SURABAYA, iNews.id – Malang tak bisa ditolak mujur tak bisa diraih. Mungkin pepatah itu pantas menggambarkan nasib Dina Oktaviani (21) warga kawasan Jojoran, Surabaya, Jatim yang ditinggalkan suaminya begitu saja hanya karena melahirkan anak cacat.

Dina ditinggalkan suaminya, Muhammad Abdul Aziz (23) tak lama setelah dirinya melahirkan anak pertamanya. Bukan hanya itu, mertua pun enggan menganggap anak yang dilahirkannya tersebut sebagai cucunya.

Dina mengaku tidak tahu pasti penyebab anaknya lahir dalam kondisi seperti ini. Namun dia mengaku sempat digigit tikus saat tidur di rumah petaknya tersebut sampai berdarah.

Dia berasumsi, mungkin akibat gigitan tersebut, sehingga ada virus yang menular. “Ya, mungkin ini sudah menjadi takdir saya dan anak saya ini," katanya ditemui di rumahnya dikutip SINDOnews, Senin (2/12/2019).

BACA JUGA: Memilukan, Ibu Muda di Surabaya Ini Diceraikan Suami karena Lahirkan Anak Cacat

Kini, Dina harus menghidupi anaknya seorang diri. Perempuang lulusan SMK ini sudah tak lagi mendapat nafkah dari sang suami, sehingga dia memulai usaha berjualan es buah di rumahnya sambil mengurus sang bayi.

"Untuk saat ini, saya ingin bekerja di rumah saja, seperti membuat es jus atau puding susu yang dijual melalui online. Supaya saya bisa fokus merawat anak," katanya.Dina juga berharap ada bantuan rumah susun dari Pemprov Jatim dan Pemkot Surabaya, karena rumah petak yang ditinggalinya merupakan milik dari adik ibunya, yang akan dijual dalam waktu dekat.
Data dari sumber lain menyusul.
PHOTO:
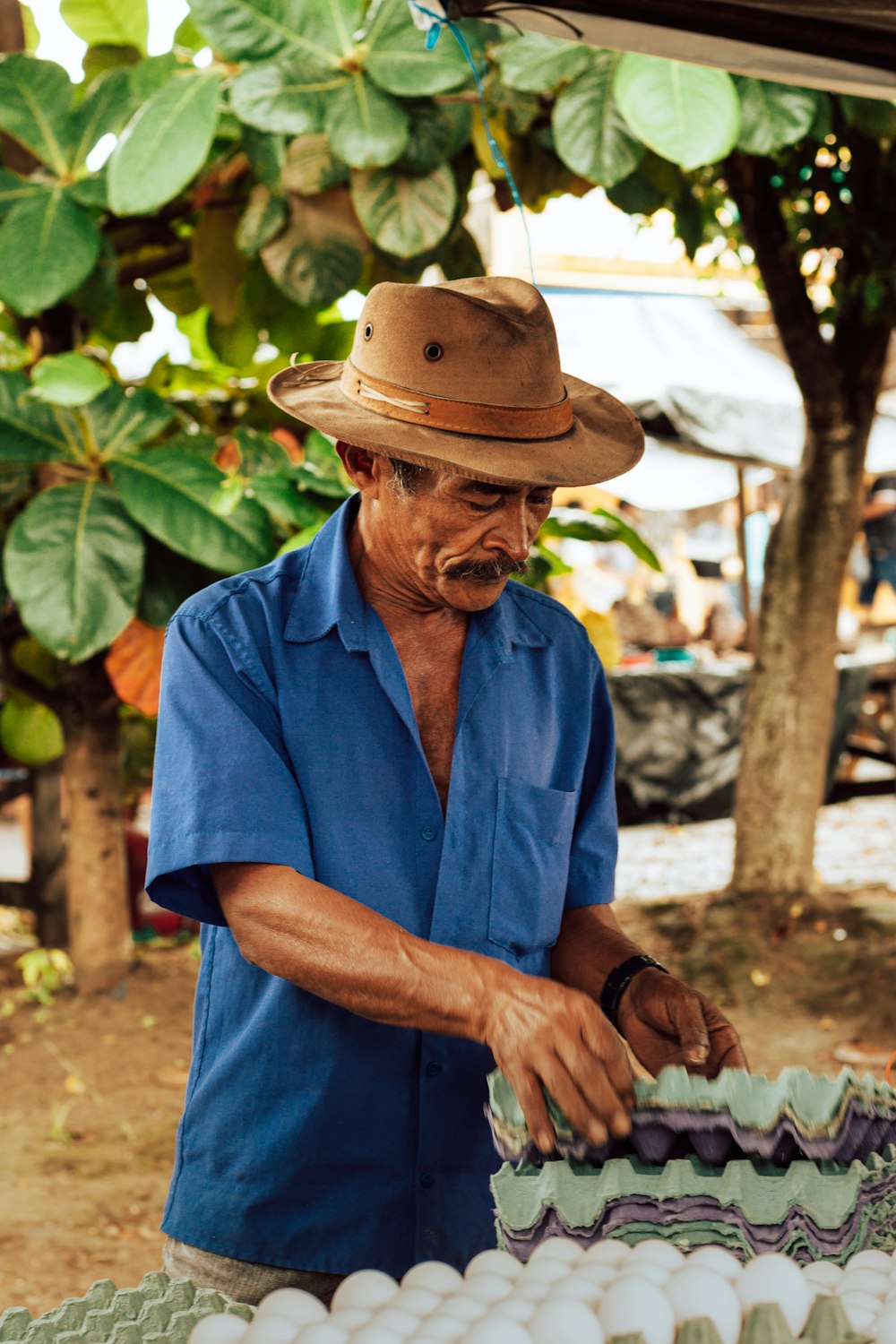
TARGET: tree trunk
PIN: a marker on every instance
(793, 688)
(97, 868)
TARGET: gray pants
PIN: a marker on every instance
(242, 1279)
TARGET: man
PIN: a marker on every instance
(384, 782)
(879, 521)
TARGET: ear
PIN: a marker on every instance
(365, 470)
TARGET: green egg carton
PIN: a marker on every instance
(160, 1309)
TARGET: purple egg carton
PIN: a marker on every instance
(661, 1136)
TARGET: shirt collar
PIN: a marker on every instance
(328, 596)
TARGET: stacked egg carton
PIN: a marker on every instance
(160, 1309)
(801, 1164)
(608, 1293)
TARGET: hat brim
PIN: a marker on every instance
(605, 441)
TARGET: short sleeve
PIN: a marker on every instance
(595, 840)
(223, 785)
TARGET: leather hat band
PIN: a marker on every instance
(478, 418)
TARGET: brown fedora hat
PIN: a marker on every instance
(468, 375)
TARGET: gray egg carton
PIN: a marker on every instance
(161, 1311)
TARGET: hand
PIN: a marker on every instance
(544, 1034)
(667, 1021)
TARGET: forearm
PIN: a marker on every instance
(339, 949)
(590, 945)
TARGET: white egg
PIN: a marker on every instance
(444, 1328)
(774, 1279)
(462, 1308)
(323, 1332)
(418, 1301)
(871, 1260)
(498, 1332)
(823, 1273)
(349, 1319)
(657, 1274)
(863, 1281)
(576, 1290)
(557, 1249)
(493, 1262)
(860, 1317)
(373, 1333)
(512, 1309)
(613, 1252)
(718, 1261)
(367, 1288)
(220, 1328)
(271, 1330)
(532, 1292)
(546, 1271)
(487, 1288)
(634, 1304)
(696, 1292)
(435, 1276)
(565, 1322)
(394, 1319)
(599, 1274)
(885, 1328)
(293, 1304)
(656, 1252)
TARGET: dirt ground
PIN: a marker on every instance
(91, 1089)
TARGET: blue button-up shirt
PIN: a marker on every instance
(314, 1137)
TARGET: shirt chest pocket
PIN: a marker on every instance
(530, 866)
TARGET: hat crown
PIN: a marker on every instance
(489, 339)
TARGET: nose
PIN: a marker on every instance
(511, 532)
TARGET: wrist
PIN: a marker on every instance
(618, 981)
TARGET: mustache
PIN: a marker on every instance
(487, 572)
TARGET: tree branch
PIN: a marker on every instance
(810, 355)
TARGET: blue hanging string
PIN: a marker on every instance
(437, 23)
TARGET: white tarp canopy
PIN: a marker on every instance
(694, 376)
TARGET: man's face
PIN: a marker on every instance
(455, 543)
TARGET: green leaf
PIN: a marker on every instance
(172, 492)
(48, 245)
(125, 418)
(73, 562)
(366, 128)
(874, 117)
(31, 432)
(772, 116)
(35, 101)
(400, 62)
(29, 730)
(109, 23)
(168, 581)
(164, 145)
(317, 31)
(405, 215)
(320, 254)
(535, 64)
(689, 115)
(263, 218)
(13, 188)
(590, 134)
(284, 502)
(311, 167)
(279, 97)
(438, 132)
(105, 110)
(70, 379)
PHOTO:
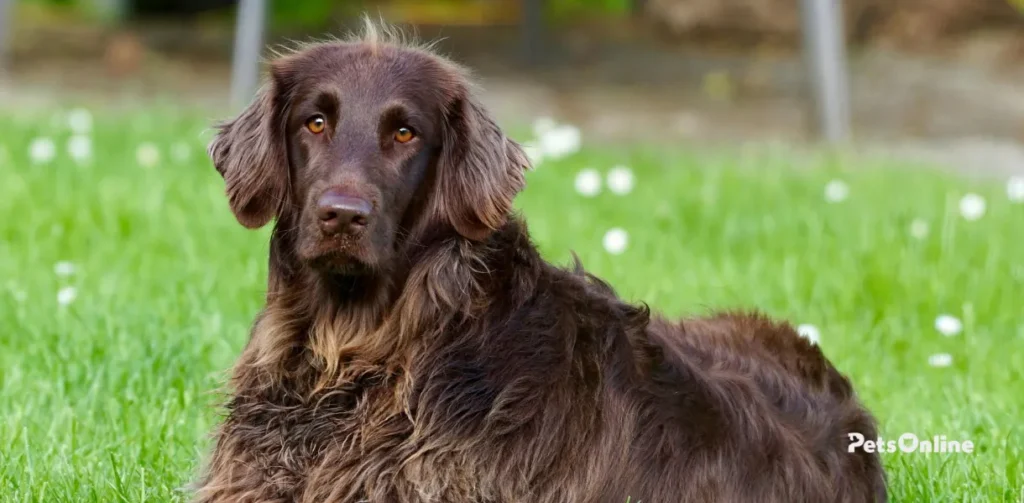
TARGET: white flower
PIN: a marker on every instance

Diketahui, Dina melahirkan anak tidak normal berinisial MPF (5 bulan) dan baru menjalani operasi di Rumah Sakit Umum (RSU) dr Soetomo Surabaya untuk pemasangan selang untuk saluran cairan di kepala. Bayi malang ini didiagnosis mengidap Facial Cleft Tessier Hydrocephalus Myelomeningocele.

Selain mengidap Hydrocypalus, Pandhu juga mengalami cacat pada wajah, khususnya di bagian bibir, hidung dan mata. Dia tidak bisa memakai dot untuk susu formula. Bahkan, untuk minum ASI pun, bayi ini kesulitan.